Revenir à Patrimoine

Grand Curtius

Du Méga Musée au Grand Curtius

Une affaire liégeoise qui a défrayé la chronique pendant plus de 10 ans. Elle a opposé dès 1996 les pouvoirs publics, commanditaires d’un nouveau musée, à l’intérieur de l’îlot Curtius, et des associations de défense du patrimoine relayées par une partie de l’opinion publique. Les opposants au projet critiquaient le gabarit du nouveau bâtiment jugé excessif par rapport à son environnement et son implantation qui impliquait la destruction d’un ensemble patrimonial classé. Les partisans défendaient le projet globalement, refusant de le modifier notamment par crainte… de perdre les subsides de l’Europe.
Et pourtant, les deux camps se rejoignaient sur la nécessité d’un grand musée à cet endroit, regroupant les très riches collections liégeoises…

Un conflit juridique de longue durée, des débats d’experts, des questionnements sur la démocratie participative, un combat citoyen exemplaire et une histoire qui, heureusement, se termine bien.
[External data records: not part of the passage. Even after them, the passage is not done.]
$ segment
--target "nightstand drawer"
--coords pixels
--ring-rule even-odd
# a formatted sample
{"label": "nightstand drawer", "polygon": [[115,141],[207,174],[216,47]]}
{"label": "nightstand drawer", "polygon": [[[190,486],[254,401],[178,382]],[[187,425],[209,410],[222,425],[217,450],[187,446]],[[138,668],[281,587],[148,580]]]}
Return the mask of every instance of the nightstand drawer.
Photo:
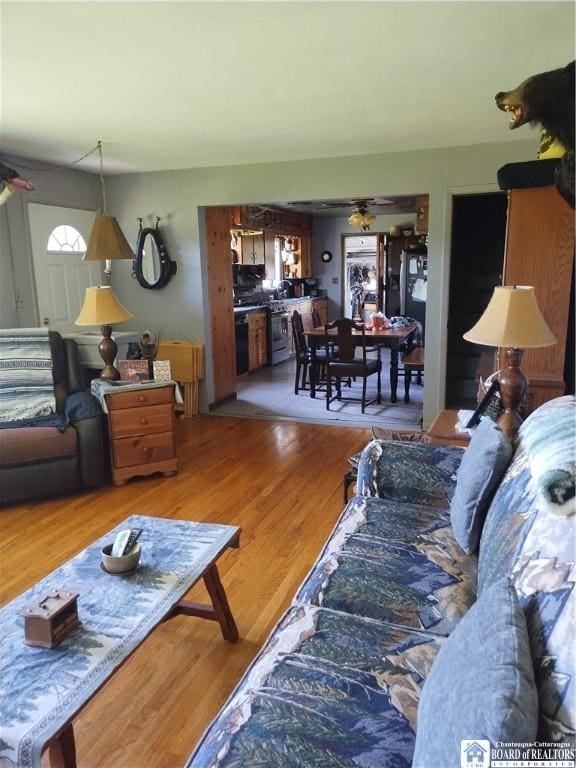
{"label": "nightstand drawer", "polygon": [[147,408],[122,408],[110,412],[112,437],[147,435],[153,432],[168,432],[172,429],[170,405],[149,405]]}
{"label": "nightstand drawer", "polygon": [[142,405],[159,405],[174,402],[174,387],[152,387],[151,389],[133,389],[128,392],[113,392],[106,395],[108,410],[118,408],[138,408]]}
{"label": "nightstand drawer", "polygon": [[112,440],[114,467],[133,467],[136,464],[150,464],[173,459],[174,435],[172,432],[160,432],[141,437],[122,437]]}

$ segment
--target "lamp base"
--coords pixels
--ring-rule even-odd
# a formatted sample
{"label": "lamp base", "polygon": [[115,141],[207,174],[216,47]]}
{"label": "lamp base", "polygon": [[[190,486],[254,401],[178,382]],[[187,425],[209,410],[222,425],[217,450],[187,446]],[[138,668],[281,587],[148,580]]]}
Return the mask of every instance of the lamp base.
{"label": "lamp base", "polygon": [[522,423],[518,406],[522,402],[528,386],[528,379],[520,370],[522,350],[511,347],[506,350],[506,366],[500,371],[500,396],[504,412],[498,419],[498,424],[508,437],[516,437]]}
{"label": "lamp base", "polygon": [[98,351],[104,361],[104,368],[100,371],[100,378],[107,381],[118,381],[120,372],[114,367],[114,360],[118,354],[118,344],[112,338],[112,326],[102,325],[100,326],[100,332],[103,338],[100,344],[98,344]]}

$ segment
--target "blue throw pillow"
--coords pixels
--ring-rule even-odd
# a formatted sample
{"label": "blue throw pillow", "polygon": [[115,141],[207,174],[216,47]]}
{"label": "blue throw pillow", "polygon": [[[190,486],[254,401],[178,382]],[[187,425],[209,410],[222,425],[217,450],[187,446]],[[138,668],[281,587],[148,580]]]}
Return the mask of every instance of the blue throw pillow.
{"label": "blue throw pillow", "polygon": [[452,532],[467,555],[476,551],[496,487],[512,458],[512,443],[492,419],[482,419],[464,453],[450,504]]}
{"label": "blue throw pillow", "polygon": [[522,606],[510,581],[487,589],[446,640],[424,683],[413,768],[460,765],[460,742],[533,742],[538,695]]}

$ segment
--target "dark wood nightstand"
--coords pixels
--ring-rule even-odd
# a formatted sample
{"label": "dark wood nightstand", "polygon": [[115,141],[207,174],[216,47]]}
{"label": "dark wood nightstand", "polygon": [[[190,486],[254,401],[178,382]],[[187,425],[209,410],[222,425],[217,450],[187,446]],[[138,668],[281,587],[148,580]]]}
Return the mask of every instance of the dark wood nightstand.
{"label": "dark wood nightstand", "polygon": [[432,445],[453,445],[457,448],[466,448],[470,438],[468,435],[456,432],[457,422],[458,411],[440,411],[426,432],[428,442]]}

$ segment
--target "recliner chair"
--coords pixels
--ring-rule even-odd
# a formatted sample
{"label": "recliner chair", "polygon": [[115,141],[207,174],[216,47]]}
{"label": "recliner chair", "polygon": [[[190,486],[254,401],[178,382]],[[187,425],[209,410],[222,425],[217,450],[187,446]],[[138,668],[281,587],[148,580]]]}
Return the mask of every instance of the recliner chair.
{"label": "recliner chair", "polygon": [[[76,342],[50,332],[56,409],[66,413],[68,397],[84,392]],[[91,398],[89,392],[84,392]],[[0,429],[0,505],[45,499],[106,482],[108,444],[104,415],[57,427]]]}

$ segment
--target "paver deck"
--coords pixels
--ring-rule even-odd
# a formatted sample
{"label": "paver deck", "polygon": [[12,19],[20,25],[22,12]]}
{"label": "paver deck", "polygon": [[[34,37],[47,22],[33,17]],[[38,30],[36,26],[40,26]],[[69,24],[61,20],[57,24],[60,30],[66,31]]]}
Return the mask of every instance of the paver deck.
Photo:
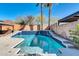
{"label": "paver deck", "polygon": [[0,48],[0,56],[14,56],[20,51],[19,48]]}
{"label": "paver deck", "polygon": [[0,37],[0,55],[3,56],[17,56],[19,54],[19,48],[14,48],[16,45],[21,43],[23,38],[12,38],[9,35]]}
{"label": "paver deck", "polygon": [[62,54],[60,56],[79,56],[79,50],[71,48],[62,48],[60,49]]}

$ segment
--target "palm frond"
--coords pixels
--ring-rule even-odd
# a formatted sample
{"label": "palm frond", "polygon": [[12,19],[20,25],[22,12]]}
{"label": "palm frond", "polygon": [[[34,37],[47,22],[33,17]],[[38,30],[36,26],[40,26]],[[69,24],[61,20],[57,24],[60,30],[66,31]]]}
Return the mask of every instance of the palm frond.
{"label": "palm frond", "polygon": [[36,6],[39,6],[39,3],[37,3]]}
{"label": "palm frond", "polygon": [[49,6],[52,6],[52,3],[44,3],[43,5],[44,7],[49,7]]}

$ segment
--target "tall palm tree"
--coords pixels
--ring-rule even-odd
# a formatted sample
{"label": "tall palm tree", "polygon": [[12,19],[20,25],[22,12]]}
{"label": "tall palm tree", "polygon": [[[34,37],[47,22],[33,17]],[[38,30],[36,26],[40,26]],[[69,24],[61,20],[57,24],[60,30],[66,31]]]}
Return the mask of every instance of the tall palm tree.
{"label": "tall palm tree", "polygon": [[36,6],[40,5],[40,11],[41,11],[41,30],[43,29],[43,3],[37,3]]}
{"label": "tall palm tree", "polygon": [[45,7],[48,7],[49,8],[49,16],[48,16],[48,27],[49,27],[49,30],[50,30],[50,20],[51,20],[51,13],[52,13],[52,3],[46,3],[44,4]]}
{"label": "tall palm tree", "polygon": [[[36,17],[35,21],[37,22],[38,27],[40,27],[40,23],[41,23],[41,16],[40,16],[40,15],[38,15],[38,16]],[[44,15],[42,15],[42,22],[44,22],[44,21],[45,21],[45,16],[44,16]],[[39,28],[39,29],[40,29],[40,28]]]}

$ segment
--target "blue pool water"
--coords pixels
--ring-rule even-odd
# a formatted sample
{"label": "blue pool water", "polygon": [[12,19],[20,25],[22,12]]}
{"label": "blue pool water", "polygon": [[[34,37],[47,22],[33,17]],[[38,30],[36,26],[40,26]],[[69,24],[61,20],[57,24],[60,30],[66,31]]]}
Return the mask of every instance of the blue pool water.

Le 6 mars 2009, le Grand Curtius à rouvert ses portes au public. L’action positive des ASBL « SOS Mémoire de Liège » et « Vieux Liège » a été reconnue par la Ville de Liège. Une plaque représentant l’ensemble architectural sauvé par celles-ci est apposée sur un mur de la cafétaria du musée.
Le texte stipule que « grâce à ces associations, la cohérence architecturale et historique de cet îlot remarquable a été préservée ».


Partie de l’hôtel de Haxhe sauvée par le Vieux-Liège et SOS mémoire de Liège

  Galerie 1905 sauvée par les associations

L’îlot Curtius, croquis de Gérard Michel

Un bulletin spécial « Témoignage d’un combat citoyen. Le Grand Curtius », dédié à notre combat, a été publié en juillet-décembre 2009. Vous pouvez vous le procurer au prix de 9,8 € à la librairie du Grand Curtius notamment. En voici lavant-propos :

« Treize ans après le dépôt du projet du groupe parisien « Repérages » qui prévoyait la démolition d’un l’ensemble immobilier classé, déstructurant ainsi l’îlot des musées du  cœur historique de notre ville en implantant en son milieu un building de verre censé accueillir des expositions permanentes, le Grand Curtius a enfin ouvert ses portes, ce 6 mars 2009. Nous ne pouvons que nous en réjouir, d’autant que les lieux sont remarquablement aménagés.

« A cette occasion, le Vieux-Liège publie un numéro de son Bulletin entièrement consacré au combat exemplaire qui a permis que le plus beau musée de Liège soit aujourd’hui ce qu’il est.

« Cette initiative a ceci de particulier par rapport à notre démarche habituelle qu’elle met à l’honneur l’histoire immédiate des Liégeois.

« Il nous a paru en effet légitime de livrer à nos lecteurs la description des moments les plus importants de la lutte menée pour la défense d’un patrimoine hautement symbolique. Mais aussi de leur rappeler les raisons de cet engagement et d’aborder la question du sens de nos actions, qui n’a cessé de nous animer.

« Les années 1990 furent marquées par un autre moment fort, fondateur de S.O.S. Mémoire de Liège :  l’occupation physique, pendant six semaines, du site archéologique de la place Saint-Lambert. L’engouement populaire et la charge émotive furent tels que le mouvement porté par les défenseurs des vestiges de notre histoire aboutit à la création d’un Archéoforum. Depuis, l’intérêt du politique pour un patrimoine culturel révélateur d’identités n’a cessé de grandir.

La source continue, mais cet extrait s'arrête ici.